When a upwards trendline is broken - the market sentiment reverses & becomes bearish

When a downwards trend is broken - the market sentiment reverses and becomes bullish.

For very strong trends, after a trendline break signal, the price will consolidate for some time before moving in the opposite direction. For short term trends then this trend line break reversal signal will mean price may reverse immediately after this trendline break signal.

Forex trend line bounce and trend line break are used in technical analysis based on technical analysis theory that these trend line levels represent support and resistance levels for the price movement.

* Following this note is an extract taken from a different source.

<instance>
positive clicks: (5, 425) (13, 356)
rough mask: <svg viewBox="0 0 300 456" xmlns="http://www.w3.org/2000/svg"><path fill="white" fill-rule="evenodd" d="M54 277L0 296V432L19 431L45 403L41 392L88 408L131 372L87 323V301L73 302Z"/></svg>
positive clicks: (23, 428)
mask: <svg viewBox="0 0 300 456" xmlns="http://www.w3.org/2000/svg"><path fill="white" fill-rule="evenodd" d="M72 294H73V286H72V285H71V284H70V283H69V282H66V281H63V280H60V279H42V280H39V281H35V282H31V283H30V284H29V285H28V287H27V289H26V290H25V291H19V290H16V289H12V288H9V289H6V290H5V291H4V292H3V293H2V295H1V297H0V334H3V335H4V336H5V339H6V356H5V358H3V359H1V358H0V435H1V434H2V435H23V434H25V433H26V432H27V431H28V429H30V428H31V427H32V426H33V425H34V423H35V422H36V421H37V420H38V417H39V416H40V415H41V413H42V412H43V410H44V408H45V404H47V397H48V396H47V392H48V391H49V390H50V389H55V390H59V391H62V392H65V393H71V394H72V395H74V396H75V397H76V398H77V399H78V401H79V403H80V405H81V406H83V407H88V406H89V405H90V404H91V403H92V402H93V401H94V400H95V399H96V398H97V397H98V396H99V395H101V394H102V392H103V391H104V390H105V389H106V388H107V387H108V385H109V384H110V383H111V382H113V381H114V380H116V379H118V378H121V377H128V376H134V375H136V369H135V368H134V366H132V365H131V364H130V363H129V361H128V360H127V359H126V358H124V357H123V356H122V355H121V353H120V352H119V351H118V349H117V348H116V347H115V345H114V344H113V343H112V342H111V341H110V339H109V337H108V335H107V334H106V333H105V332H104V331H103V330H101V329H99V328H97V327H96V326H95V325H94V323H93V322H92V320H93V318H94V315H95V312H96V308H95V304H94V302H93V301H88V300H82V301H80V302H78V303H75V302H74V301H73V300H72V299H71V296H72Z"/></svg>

Entry, Exit & Setting stops:

Forex trend line method is used to determine entry and exit points for trades, protective stop losses are placed just above or below these trend lines after trades are opened using trend line technical analysis methods.

The trend line bounce signal is a low risk entry method used by traders to place entry trades after price has retraced and is now bounced of a trend line and is now moving in direction of the trend. Forex trades are opened along these trendline levels & a stop loss orders placed just above or below these trendlines.

The trend line break signal is an indicator of possible trend reversal. When a trendline is broken the price will begin going in the opposite direction. This trend line break signal generates an early exit signal for traders to exit their open trades and take profit for these trades. When there a penetration of these trend line levels - trendline break - this is a signal that the price can start moving in the opposite direction to that of the current trend.

Unlike other technical analysis indicators there is no formula used to calculate trend lines, this trendline formation is drawn between two chart points on the price chart.

Principles of How Do You Draw Trend Lines? - How Do I Analyze Trend Line Bounce?